Pansori performers exhibit substantial variability in tempo shaping depending on narrative context, emotional intent, and individual interpretative style; therefore, the displayed distributions should not be interpreted as population-level averages.
The proposed
jangdan-aware Dynamic Bayesian Network (DBN) further refines tempo estimation by incorporating rhythmic priors specific to each
jangdan type. By explicitly modeling expected tempo ranges and transition probabilities between cycle sections, the DBN mitigates estimation errors caused by irregular subdivisions and drummer interjections (
chuimsae). To avoid overgeneralization, we explicitly clarify that the samples shown in
Figure 4 correspond to specific selected passages rather than aggregated statistics across the full corpus. They serve as illustrative case studies of typical expressive tempo behavior within individual performances, and how the presented method can be applied.
This tempo analysis enables several downstream applications. First, it supports precise alignment of lyric boundary events (
buchimsae) by correlating tempo shifts with narrative transitions. Second, it facilitates the development of interactive performance systems, such as an artificial
gosu that adapts to real-time tempo variation. Finally, it contributes to musicological research by providing quantitative evidence of the expressive role of
jangdan tempo in
Pansori, supporting digital archiving and pedagogical applications. Although such a system is not implemented in the present study, the reported gains establish its technical feasibility. This direction is further supported by prior work such as
JukeDrummer [
22], which demonstrates that beat-embedding representations can successfully drive adaptive virtual percussion agents. Similar beat-aware accompaniment and generation systems have been explored in related literature, confirming the viability of rhythm-conditioned interactive music systems.

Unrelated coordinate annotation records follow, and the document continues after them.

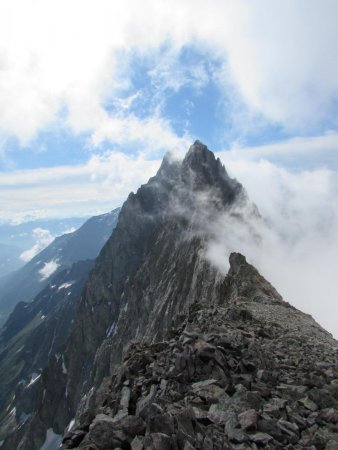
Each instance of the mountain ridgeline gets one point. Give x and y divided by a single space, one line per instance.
80 245
167 352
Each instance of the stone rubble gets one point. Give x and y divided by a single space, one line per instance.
224 380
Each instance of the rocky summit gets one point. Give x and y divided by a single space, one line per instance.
168 352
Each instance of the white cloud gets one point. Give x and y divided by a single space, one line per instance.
313 151
298 253
280 57
48 269
95 187
43 238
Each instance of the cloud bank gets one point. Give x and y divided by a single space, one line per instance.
43 238
62 62
298 250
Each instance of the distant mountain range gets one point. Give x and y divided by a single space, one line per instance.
82 244
161 349
17 238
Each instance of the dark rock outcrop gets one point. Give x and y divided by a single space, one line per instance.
166 352
251 373
80 245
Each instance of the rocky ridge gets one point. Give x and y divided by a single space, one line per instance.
84 243
227 377
161 333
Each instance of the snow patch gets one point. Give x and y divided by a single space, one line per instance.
48 269
71 424
52 441
64 369
64 286
35 376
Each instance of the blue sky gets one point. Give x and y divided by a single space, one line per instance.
93 93
87 84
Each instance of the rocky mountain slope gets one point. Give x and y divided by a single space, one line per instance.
28 281
34 332
167 352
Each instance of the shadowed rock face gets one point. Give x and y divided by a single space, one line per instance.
152 284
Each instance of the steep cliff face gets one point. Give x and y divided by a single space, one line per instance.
80 245
38 328
251 372
153 283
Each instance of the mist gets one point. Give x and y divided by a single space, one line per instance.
294 240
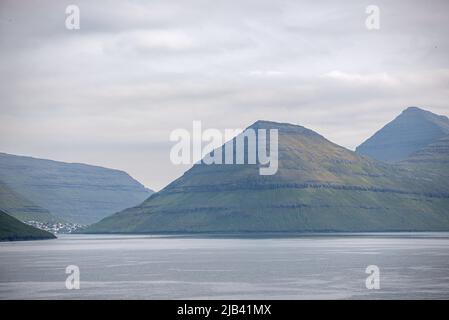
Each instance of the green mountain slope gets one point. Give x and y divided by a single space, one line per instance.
12 229
75 192
411 131
319 186
430 165
21 208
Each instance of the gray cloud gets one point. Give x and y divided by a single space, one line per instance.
111 92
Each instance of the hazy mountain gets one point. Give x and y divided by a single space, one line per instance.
412 130
319 186
430 165
22 208
12 229
77 193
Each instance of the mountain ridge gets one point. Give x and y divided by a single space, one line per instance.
319 186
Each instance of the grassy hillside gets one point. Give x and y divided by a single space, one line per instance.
319 186
74 192
12 229
22 208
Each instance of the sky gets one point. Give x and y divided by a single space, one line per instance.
111 93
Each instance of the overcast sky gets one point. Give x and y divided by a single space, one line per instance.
110 93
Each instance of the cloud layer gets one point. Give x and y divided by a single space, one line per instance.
111 92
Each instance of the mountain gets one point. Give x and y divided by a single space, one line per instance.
74 192
21 208
12 229
319 186
411 131
430 165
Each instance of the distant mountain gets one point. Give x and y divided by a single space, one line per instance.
319 186
12 229
77 193
430 165
22 208
411 131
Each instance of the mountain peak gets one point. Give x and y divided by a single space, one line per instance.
283 127
409 132
414 109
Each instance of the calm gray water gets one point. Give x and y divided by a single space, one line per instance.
411 266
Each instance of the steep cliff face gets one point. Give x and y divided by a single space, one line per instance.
319 186
23 209
411 131
77 193
12 229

Finally, the statistically consistent tempo contours and intra-cycle variation patterns extracted across trials provide quantitative evidence of the expressive role of jangdan tempo in Pansori. While these applications are left for future work, the present results establish a validated analytical foundation for musicological research, as well as for digital archiving and pedagogical tools.
5. Conclusions
This study introduced a rhythm-aware downbeat tracking framework tailored for Korean Pansori music, effectively addressing its expressive timing, sparse accompaniment, and diverse jangdan cycles. By integrating Temporal Convolutional Networks (TCNs), RoFormer-based transformers, and a jangdan aware DBN, our approach achieved state-of-the-art performance, with the offline RoFormer model, significantly outperforming general-purpose trackers even after using jangdan aware post-processing. The A-weighted energy labeling method further revealed distinct intensity patterns, deepening insights into pansori’s rhythmic and expressive dynamics. In particular, the observed tempo and energy variations across jangdan cycles highlight singers’ interpretive strategies for aligning rhythmic structure with narrative content and emotional expression. This framework advances music information retrieval (MIR) for non-Western traditions, offering a robust foundation for musicological analysis, digital archiving, and interactive performance systems. By leveraging culturally informed priors, our work underscores the potential of MIR to preserve and promote intangible cultural heritage such as Pansori, paving the way for further innovations in culturally sensitive music processing.